Spie al Pentagono. L'inchiesta sulla spia si concentra sui legami tra
i neoconservatori e Israele

Jim Lobe

Lo scandalo del funzionario del Pentagono accusato di aver passato
documenti altamente riservati a un gruppo di pressione sionista
sembra far parte di un'indagine più ampia dell'FBI e del Pentagono,
iniziata trent'anni fa, sulla stretta collaborazione tra esponenti di
spicco del movimento neoconservatore e Israele. Secondo fonti
informate, che hanno chiesto di rimanere anonime, l'FBI sta passando
in rassegna una serie di indagini di controspionaggio, che hanno
riguardato diversi neoconservatori di alto profilo ma che non hanno
mai portato a condanne formali, causando in molti casi la
frustrazione degli addetti al controspionaggio. Alcune di queste
indagini riguardano attuali funzionari d'alto rango
dell'amministrazione, incluso il vice segretario della Difesa Paul
Wolfowitz; il sottosegretario della Difesa per gli affari politici,
Douglas Feith, il cui ufficio sembra essere al centro delle indagini
appena trapelate; e Richard Perle, che si è dimesso lo scorso anno da
Presidente del Defense Policy Board. Tutti e tre sono protagonisti di
un lungo articolo del giornalista investigativo Stephen Green,
pubblicato su "Counterpunch" a Febbraio. Green è l'autore di due
libri sulle relazioni Usa-Israele, tra cui Taking Sides: America's
Secret Relations with a Militant Israel, che si basa su interviste
con ex funzionari del Pentagono e addetti al controspionaggio.
Contemporaneamente, un altro ufficio del Pentagono coinvolto nel
trasferimento di tecnologie militari e dual-use [che possono essere
cioè impiegate a scopi sia militari sia civili, NdT] sta esaminando
l'acquisizione, la modifica e la vendita da parte di Israele di
importanti apparecchiature militari ottenute dagli Stati Uniti, in
alcuni casi con l'aiuto di prominenti neoconservatori che ai tempi
servivano nell'amministrazione. Israele - che negli ultimi vent'anni
è diventato uno dei maggiori esportatori della più sofisticata
tecnologia militare e informatica al mondo - direttamente o per mezzo
di intermediari, ha venduto alcune di quelle apparecchiature alla
Russia, alla Cina e ad altri potenziali rivali degli Stati Uniti. Una
parte di queste apparecchiature è finita anche sul mercato nero,
dove, sempre secondo queste fonti, gruppi terroristici - incluso
forse al-Qaeda - si sono procurati delle copie pirata.

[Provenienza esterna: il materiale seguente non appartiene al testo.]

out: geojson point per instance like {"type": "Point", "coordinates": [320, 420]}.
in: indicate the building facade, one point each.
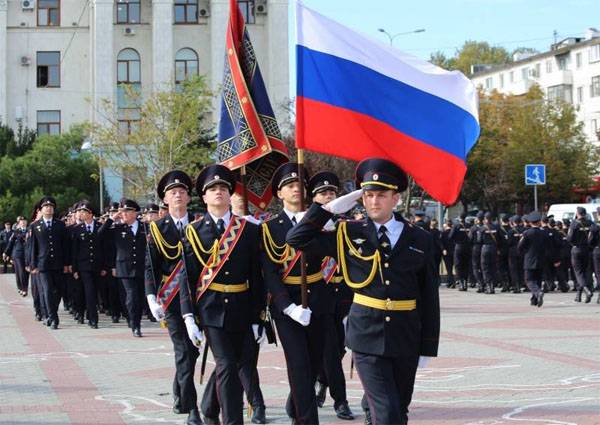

Particolarmente interessante, in quel contento, sono i derivati di un
potente software di case management(*) chiamato PROMIS, prodotto nei
primi anni '80 da INSLAW, Inc. e acquisito dal Mossad, i servizi
segreti israeliani, che hai poi venduto le proprie versioni ad altre
agenzie di intelligence in Medio oriente, Asia ed Europa orientale.
Queste versioni modificate, però, includevano una "porticina
nascosta", che permetteva al venditore di spiare i documenti di
intelligence dell'acquirente, secondo quanto hanno rivelato diversi
report. Si pensa che una versione modificata del software, usata per
monitorare e seguire il percorso di diversi documenti su una
pluralità di banche dati, sia stata acquistata da al-Qaeda sul
mercato nero alla fine degli anni '90, possibilmente grazie alla rete
finanziaria che permette al gruppo di riciclare denaro sporco,
secondo uno scoop del Washington Times del giugno 2001. Secondo una
fonte, gli investigatori del Pentagono non escludono che al-Qaeda
abbia usato il software per spiare diverse agenzie statunitensi che
avrebbero potuto scoprire o sventare gli attacchi dell'11 settembre.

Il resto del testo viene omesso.